Yargıtay Kararı 11. Hukuk Dairesi 2022/1684 E. 2023/5673 K. 09.10.2023 T.

YARGITAY KARARI
DAİRE : 11. Hukuk Dairesi
ESAS NO : 2022/1684
KARAR NO : 2023/5673
KARAR TARİHİ : 09.10.2023

İNCELENEN KARARIN
MAHKEMESİ : Ankara Bölge Adliye Mahkemesi 21. Hukuk Dairesi

Taraflar arasındaki işletme hakkı devir sözleşmesinden kaynaklanan rücuen alacak davasından dolayı yapılan yargılama sonunda İlk Derece Mahkemesince davanın kısmen kabulüne karar verilmiştir.

Kararın taraf vekilleri tarafından istinaf edilmesi üzerine, Bölge Adliye Mahkemesince istinaf başvurusunun esastan reddine karar verilmiştir.

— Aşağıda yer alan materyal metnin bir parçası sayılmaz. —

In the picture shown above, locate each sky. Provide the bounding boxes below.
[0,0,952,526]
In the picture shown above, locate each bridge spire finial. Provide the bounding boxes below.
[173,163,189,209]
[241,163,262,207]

Bölge Adliye Mahkemesi kararı davacı vekili tarafından temyiz edilmekle; kesinlik, süre, temyiz şartı ve diğer usul eksiklikleri yönünden yapılan ön inceleme sonucunda;

Bölge Adliye Mahkemesi tarafından verilen kısmi ret kararına konu olan miktar 12.340,43 TL olup, karar tarihi itibariyle bu meblağın 6100 sayılı Hukuk Muhakemeleri Kanunu’nun 362 nci maddesinde belirtilen temyiz kesinlik sınırının altında olduğu anlaşılmakla; davacı vekilinin temyiz dilekçesinin miktar yönünden reddine karar vermek gerekmiştir.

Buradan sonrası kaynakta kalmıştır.